C# Is either method faster? (Less expensive) Variables

Question

Hi I was just wondering while working on a C# script if one of two methods for variable retrieval is faster than the other. When trying to get the average color from a texture I have two slightly different ways of going about it, mainly just either storing a variable or retrieving it.

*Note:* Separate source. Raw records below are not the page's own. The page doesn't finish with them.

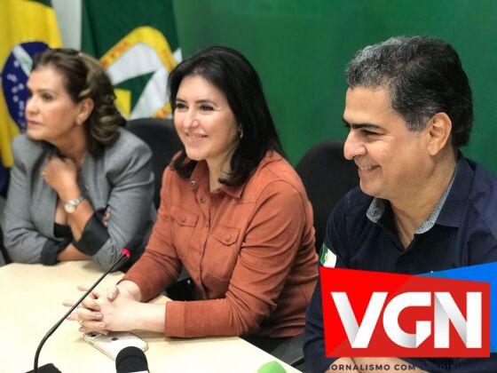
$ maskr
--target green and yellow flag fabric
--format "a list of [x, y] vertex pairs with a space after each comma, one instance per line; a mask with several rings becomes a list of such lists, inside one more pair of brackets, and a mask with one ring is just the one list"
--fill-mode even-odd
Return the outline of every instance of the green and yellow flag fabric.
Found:
[[49, 0], [0, 0], [0, 155], [11, 167], [12, 139], [26, 128], [26, 83], [32, 58], [61, 44]]
[[172, 0], [83, 0], [81, 49], [99, 59], [126, 118], [170, 114], [166, 82], [181, 59]]

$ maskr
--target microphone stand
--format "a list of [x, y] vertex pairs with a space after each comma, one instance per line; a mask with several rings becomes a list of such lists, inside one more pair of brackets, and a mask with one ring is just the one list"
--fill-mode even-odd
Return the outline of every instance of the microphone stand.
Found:
[[66, 320], [66, 318], [72, 313], [72, 312], [84, 300], [84, 298], [91, 292], [91, 290], [93, 290], [93, 289], [95, 289], [97, 285], [100, 283], [100, 282], [104, 279], [104, 277], [106, 277], [118, 265], [122, 264], [124, 260], [128, 260], [129, 258], [130, 258], [130, 251], [127, 249], [122, 249], [121, 250], [121, 255], [119, 256], [117, 260], [104, 273], [104, 274], [100, 276], [99, 280], [97, 280], [97, 282], [93, 285], [91, 285], [91, 287], [83, 295], [83, 297], [80, 298], [76, 303], [75, 303], [75, 305], [69, 309], [69, 311], [67, 311], [66, 314], [62, 316], [62, 319], [57, 321], [57, 323], [53, 325], [49, 331], [47, 331], [47, 334], [45, 334], [45, 336], [40, 342], [40, 345], [38, 345], [38, 348], [36, 349], [36, 353], [35, 354], [35, 367], [34, 367], [35, 373], [38, 373], [38, 358], [40, 356], [40, 352], [42, 351], [42, 347], [43, 346], [47, 339], [50, 337], [50, 336], [51, 336], [53, 332], [57, 330], [57, 329], [60, 326], [60, 324], [64, 321], [64, 320]]

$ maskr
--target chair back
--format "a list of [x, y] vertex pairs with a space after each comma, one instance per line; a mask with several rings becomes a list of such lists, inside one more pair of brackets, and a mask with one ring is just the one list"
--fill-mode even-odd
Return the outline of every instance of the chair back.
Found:
[[141, 139], [152, 150], [152, 163], [155, 178], [154, 202], [158, 209], [161, 202], [162, 173], [182, 144], [170, 119], [141, 118], [128, 122], [126, 130]]
[[359, 185], [357, 166], [343, 157], [343, 141], [324, 141], [309, 150], [296, 166], [312, 204], [316, 250], [324, 241], [331, 210], [349, 190]]

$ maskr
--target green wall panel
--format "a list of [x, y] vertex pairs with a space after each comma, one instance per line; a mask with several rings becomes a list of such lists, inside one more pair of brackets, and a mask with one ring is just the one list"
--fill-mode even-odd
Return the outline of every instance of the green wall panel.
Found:
[[217, 44], [256, 67], [295, 164], [320, 141], [344, 139], [345, 77], [353, 54], [398, 35], [441, 37], [459, 52], [473, 89], [471, 158], [497, 172], [493, 0], [174, 0], [184, 57]]

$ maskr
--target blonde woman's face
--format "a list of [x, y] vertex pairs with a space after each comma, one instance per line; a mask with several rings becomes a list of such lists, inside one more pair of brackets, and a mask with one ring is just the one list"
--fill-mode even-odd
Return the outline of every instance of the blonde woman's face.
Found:
[[78, 129], [81, 105], [75, 103], [64, 85], [64, 76], [51, 67], [40, 67], [28, 80], [30, 97], [26, 105], [27, 135], [53, 145], [70, 139]]

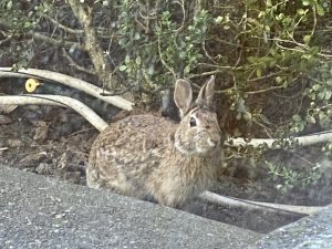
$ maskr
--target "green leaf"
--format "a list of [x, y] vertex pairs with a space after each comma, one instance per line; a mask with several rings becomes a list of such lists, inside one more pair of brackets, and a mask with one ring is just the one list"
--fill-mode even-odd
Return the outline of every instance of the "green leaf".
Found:
[[330, 86], [332, 86], [332, 79], [328, 79], [326, 80], [326, 84], [330, 85]]
[[300, 15], [303, 15], [303, 14], [305, 14], [305, 11], [303, 9], [298, 9], [297, 13], [300, 14]]
[[282, 77], [281, 77], [281, 76], [278, 76], [278, 77], [276, 77], [274, 80], [276, 80], [276, 82], [277, 82], [278, 84], [280, 84], [280, 83], [282, 82]]
[[155, 66], [152, 64], [151, 66], [148, 66], [146, 72], [147, 74], [153, 75], [155, 73]]
[[249, 113], [249, 112], [245, 112], [245, 113], [243, 113], [243, 120], [245, 120], [245, 121], [250, 121], [251, 117], [252, 117], [252, 116], [251, 116], [251, 113]]
[[304, 42], [305, 44], [309, 44], [310, 40], [311, 40], [311, 35], [310, 35], [310, 34], [304, 35], [303, 42]]
[[262, 73], [261, 73], [261, 69], [257, 69], [257, 70], [256, 70], [256, 75], [257, 75], [258, 77], [261, 77], [261, 74], [262, 74]]
[[302, 121], [302, 118], [301, 118], [300, 115], [295, 114], [295, 115], [293, 115], [293, 121], [297, 122], [297, 123], [299, 123], [299, 122]]
[[125, 71], [126, 69], [127, 69], [126, 65], [121, 65], [121, 66], [118, 68], [120, 71]]
[[326, 118], [326, 114], [324, 112], [320, 112], [319, 118], [320, 118], [320, 122], [324, 121]]
[[136, 62], [137, 65], [141, 65], [141, 64], [142, 64], [142, 59], [141, 59], [141, 56], [137, 56], [136, 60], [135, 60], [135, 62]]
[[315, 8], [317, 8], [317, 13], [319, 14], [319, 15], [324, 15], [324, 9], [323, 9], [323, 7], [321, 7], [320, 4], [317, 4], [315, 6]]
[[315, 123], [315, 118], [313, 116], [307, 116], [305, 117], [305, 121], [309, 123], [309, 124], [314, 124]]
[[302, 0], [302, 4], [303, 6], [309, 6], [310, 4], [310, 0]]
[[12, 8], [12, 1], [9, 1], [9, 2], [7, 3], [7, 9], [8, 9], [8, 10], [11, 10], [11, 8]]
[[312, 86], [313, 91], [318, 91], [320, 87], [321, 87], [320, 84], [314, 84], [314, 85]]
[[325, 98], [325, 93], [326, 93], [326, 90], [323, 89], [322, 91], [320, 91], [320, 92], [317, 94], [317, 98], [318, 98], [319, 101], [324, 100], [324, 98]]
[[329, 101], [332, 96], [332, 91], [331, 90], [326, 90], [325, 92], [325, 101]]

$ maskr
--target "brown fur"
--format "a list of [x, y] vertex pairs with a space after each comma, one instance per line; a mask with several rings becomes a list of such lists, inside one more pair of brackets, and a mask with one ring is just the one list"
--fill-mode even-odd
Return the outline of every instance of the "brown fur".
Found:
[[[175, 93], [178, 102], [191, 94], [190, 85], [183, 84], [177, 87], [189, 89]], [[177, 105], [185, 112], [190, 103]], [[220, 128], [208, 107], [189, 110], [180, 124], [153, 115], [111, 124], [92, 146], [87, 185], [137, 198], [152, 196], [160, 205], [183, 205], [208, 188], [222, 165]], [[195, 127], [189, 125], [191, 117], [197, 121]]]

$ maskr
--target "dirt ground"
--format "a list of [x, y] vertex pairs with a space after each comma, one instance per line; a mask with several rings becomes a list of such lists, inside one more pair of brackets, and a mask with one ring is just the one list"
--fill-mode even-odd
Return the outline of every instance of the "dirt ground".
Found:
[[[82, 116], [69, 108], [22, 106], [0, 115], [0, 165], [58, 177], [85, 185], [89, 151], [97, 136]], [[303, 156], [308, 152], [302, 152]], [[331, 168], [330, 168], [331, 169]], [[214, 191], [261, 201], [293, 205], [326, 205], [332, 201], [331, 170], [305, 190], [278, 193], [266, 170], [238, 166], [230, 176], [220, 176]], [[245, 211], [196, 204], [191, 212], [251, 230], [267, 232], [301, 216]]]

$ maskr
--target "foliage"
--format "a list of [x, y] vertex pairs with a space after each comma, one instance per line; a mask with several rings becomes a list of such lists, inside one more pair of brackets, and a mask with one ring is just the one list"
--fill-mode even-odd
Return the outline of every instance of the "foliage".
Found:
[[269, 180], [274, 184], [276, 189], [281, 194], [288, 194], [294, 188], [307, 189], [318, 184], [322, 177], [319, 165], [309, 167], [307, 170], [291, 169], [289, 165], [266, 162]]
[[[29, 2], [0, 2], [0, 61], [64, 73], [89, 70], [84, 76], [91, 79], [93, 63], [70, 7]], [[105, 66], [123, 79], [124, 92], [151, 96], [176, 77], [200, 83], [215, 74], [217, 110], [230, 135], [284, 138], [331, 129], [331, 1], [80, 2], [93, 17], [110, 62]], [[74, 66], [63, 66], [68, 61], [59, 59], [60, 49]], [[262, 151], [245, 154], [259, 158]], [[323, 151], [331, 155], [331, 143]], [[284, 179], [286, 188], [305, 178], [287, 166], [270, 166], [270, 173]]]

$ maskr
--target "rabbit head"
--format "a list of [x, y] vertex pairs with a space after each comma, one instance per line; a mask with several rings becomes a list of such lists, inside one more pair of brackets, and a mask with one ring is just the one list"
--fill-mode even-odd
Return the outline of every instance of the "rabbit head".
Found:
[[186, 80], [178, 80], [174, 101], [180, 112], [180, 124], [175, 132], [175, 147], [183, 154], [207, 154], [221, 143], [221, 131], [214, 110], [215, 76], [201, 87], [193, 102], [193, 90]]

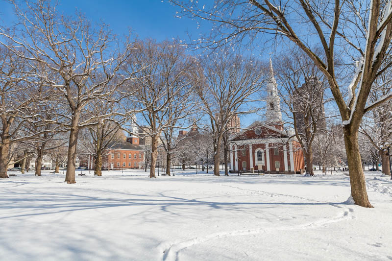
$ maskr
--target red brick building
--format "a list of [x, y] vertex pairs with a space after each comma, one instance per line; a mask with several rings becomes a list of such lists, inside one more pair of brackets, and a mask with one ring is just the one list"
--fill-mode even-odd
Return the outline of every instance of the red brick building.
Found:
[[107, 157], [108, 168], [140, 168], [144, 164], [143, 149], [139, 138], [127, 137], [126, 142], [117, 143], [111, 147]]
[[294, 174], [305, 169], [299, 142], [281, 126], [256, 121], [247, 129], [231, 141], [232, 170]]

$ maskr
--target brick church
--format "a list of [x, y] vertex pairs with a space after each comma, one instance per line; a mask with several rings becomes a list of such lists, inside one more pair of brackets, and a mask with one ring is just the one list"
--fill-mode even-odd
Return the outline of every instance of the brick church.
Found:
[[266, 121], [255, 121], [230, 141], [231, 169], [266, 173], [294, 174], [304, 171], [299, 142], [284, 129], [280, 98], [270, 60]]

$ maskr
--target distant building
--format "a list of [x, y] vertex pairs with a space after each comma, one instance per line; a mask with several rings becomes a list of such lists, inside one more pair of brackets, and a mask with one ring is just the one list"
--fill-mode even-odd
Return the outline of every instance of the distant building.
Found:
[[[304, 114], [307, 112], [303, 108], [310, 105], [313, 109], [314, 116], [317, 117], [319, 112], [319, 119], [317, 121], [317, 129], [325, 129], [325, 110], [323, 101], [323, 88], [320, 82], [315, 76], [307, 79], [306, 82], [298, 88], [293, 93], [292, 102], [295, 111], [295, 121], [297, 129], [301, 132], [304, 132], [306, 126], [311, 124], [313, 119], [310, 119], [305, 122]], [[320, 111], [320, 110], [321, 111]]]
[[110, 146], [106, 153], [107, 167], [116, 168], [140, 168], [144, 162], [144, 150], [139, 145], [139, 138], [136, 136], [127, 138], [126, 142], [120, 142]]
[[254, 122], [230, 141], [232, 171], [293, 174], [305, 168], [300, 144], [295, 138], [290, 138], [282, 127], [280, 99], [270, 59], [270, 65], [266, 121]]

This is what I am doing. Example 1:

  Color[] Colors = texture.GetPixels();
  int pixelCount = Colors.Length;
  int r =0; int g = 0; int b = 0; int a = 0;
  for (int i = 0; i < pixelCount; i++)
  {
       Color c = Colors[i];
       r += c.r;
       g += c.g;
       b += c.b;
       if (includeAlpha)
            a += c.a;
  }
  if (a != 0)
       a /= pixelCount;
  return new Color (r/pixelCount, g/pixelCount, b/pixelCount, a);

Example 2:

  Color[] Colors = texture.GetPixels();
  int pixelCount = Colors.Length;
  int r =0; int g = 0; int b = 0; int a = 0;
  for (int i = 0; i < pixelCount; i++)
  {
       r += Colors[i].r;
       g += Colors[i].g;
       b += Colors[i].b;
       if (includeAlpha)
            a += Colors[i].a;
  }
  if (a != 0)
       a /= pixelCount;
  return new Color (r/pixelCount, g/pixelCount, b/pixelCount, a);

So there you can see the only change is in the looping 'for' statement. By storing the color in a variable or accessing it for every integer value, is one a better option than the other? If the reasoning could also be explained I would appreciate it.

Answer 1

Best Answer

Answer by ByteSheep · Sep 08, 2016 at 02:55 PM

This is probably a micro optimization and most likely won't effect your games performance, however, the only way to find out is by profiling! You can imagine example 1 looking like this, where there is only one allocation for the color variable:

 Color[] Colors = texture.GetPixels();
 int pixelCount = Colors.Length;
 int r =0, g = 0, b = 0, a = 0;
 Color c = new Color();                   // now initialized outside the loop
 for (int i = 0; i < pixelCount; i++)
 {
      c = Colors[i];
      r += c.r;
      g += c.g;
      b += c.b;
      if (includeAlpha)
           a += c.a;
 }
 if (a != 0)
      a /= pixelCount;
 return new Color (r/pixelCount, g/pixelCount, b/pixelCount, a);

Edit: Note that it doesn't make much of a difference whether you declare a variable inside or outside a for loop (see http://stackoverflow.com/questions/7383016/reference-type-variable-recycling-is-a-new-reference-variable-created-every-lo)
So in practice it shouldn't matter, but if you're not sure which to go with, I personally prefer creating a variable for any array element that will be used multiple times (example 1). Really this shouldn't concern you until the profiler tells you that this particular piece of code needs to be optimized (if there is even any difference between the two examples).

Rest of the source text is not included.